# Baum to Array



## bernd1983 (28. Mrz 2006)

Hallo ich möchte einen aufsteigend sortiertem Binärbaum in ein Array konvertieren.

Also mit einer rekursiven Hilfsmethode count bekomme ich die Arraylänge. 
Nur ist mir nicht klar wie ich knoten x im Array an der iten Stelle einfüge.

Vielleicht hat jemand eine idee?

thx

mfg  

bernhd


----------



## byte (28. Mrz 2006)

```
array[i] = x;
```


----------



## Bernd1983 (28. Mrz 2006)

ja das ist mir schon klar a_=x. :lol: 

nur wie sieht die Methode aus die mir x zurückliefert???_


----------



## mikachu (28. Mrz 2006)

hm, vielleicht

```
public Object getX( int i )
{
    return array[i];
}
```


----------



## Bernd1983 (28. Mrz 2006)

also ich glaube ich hab das viel. schlecht erklärt:

ich benötige die methode die in einem aufsteigend sortiertem Binärbaum, immer nur einen Knoten zürückgibt.

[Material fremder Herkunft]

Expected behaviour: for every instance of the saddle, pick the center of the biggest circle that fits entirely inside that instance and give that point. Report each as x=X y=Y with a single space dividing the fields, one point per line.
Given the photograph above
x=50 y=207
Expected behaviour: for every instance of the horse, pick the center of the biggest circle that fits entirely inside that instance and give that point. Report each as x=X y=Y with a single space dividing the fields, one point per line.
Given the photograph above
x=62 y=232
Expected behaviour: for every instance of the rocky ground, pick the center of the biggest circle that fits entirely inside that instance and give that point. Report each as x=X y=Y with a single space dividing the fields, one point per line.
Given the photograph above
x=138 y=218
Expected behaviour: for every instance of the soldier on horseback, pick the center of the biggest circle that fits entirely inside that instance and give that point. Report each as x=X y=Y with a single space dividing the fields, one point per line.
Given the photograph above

ich kenne ja die inorder, aber diese gibt ja den ganzen baum zurück und damit unbrauchbar um in array_ einzufügen._


----------



## Bernd1983 (28. Mrz 2006)

```
int [] reverseArrayOf(Tree t){
		
		int length=t.count();
		
		int [] a=new int[length];
		i++;
                                        for(int i=0;i<.a.length;i++)
			
			a[i]=t.gesuchtemethode;
		
		return a;
		
}

int count(){
		
		return counter(root);
	}

	int counter(Node p){
		
		 
		if(p!=null){
			count++;
		}
		if(p.left==null&&p.right==null){
			return count;
			
		}
		if(p.left!=null){
		  count=counter(p.left);
			
		}if(p.right!=null){
			
		  count=counter(p.right);
			
		}
	return count;
		
	}
```

int gesuchteMethode(){ //fehlt mir}

_//Edit ksg9|sebastian - Code-Tags eingefügt_


----------



## André Uhres (28. Mrz 2006)

http://de.wikibooks.org/wiki/Java_Standard:_Muster_Iterator


----------



## mikachu (29. Mrz 2006)

```
int [] reverseArrayOf(Tree t)
{

    int length=t.count();

    int [] a=new int[length];
    i++;
    for( int i = 0; i < a.length; i ++ )
        a[i]=t.gesuchtemethode;
    return a;
}

int count()
{
    return counter(root);
}

int counter(Node p)
{
    if(p!=null)
    {
        count++;
    }

    if( p.left == null && p.right == null )
    {
        return count;
    }

    if(p.left != null )
    {
        count = counter( p.left );
    }

    if( p.right != null )
    {
        count = counter( p.right );
    }

    return count;
}


int gesuchteMethode()
{
    //fehlt mir
}
```
...ist lesbarer...


----------



## Bernd1983 (29. Mrz 2006)

hallo also mit diesem link hab ich nichts anfangen könne. weiss nicht was mir das für meinen code helfen soll.

Vielleicht weiss noch jemand was


----------



## byte (29. Mrz 2006)

Bernd1983 hat gesagt.:
			
		

> ich benötige die methode die in einem aufsteigend sortiertem Binärbaum, immer nur einen Knoten zürückgibt.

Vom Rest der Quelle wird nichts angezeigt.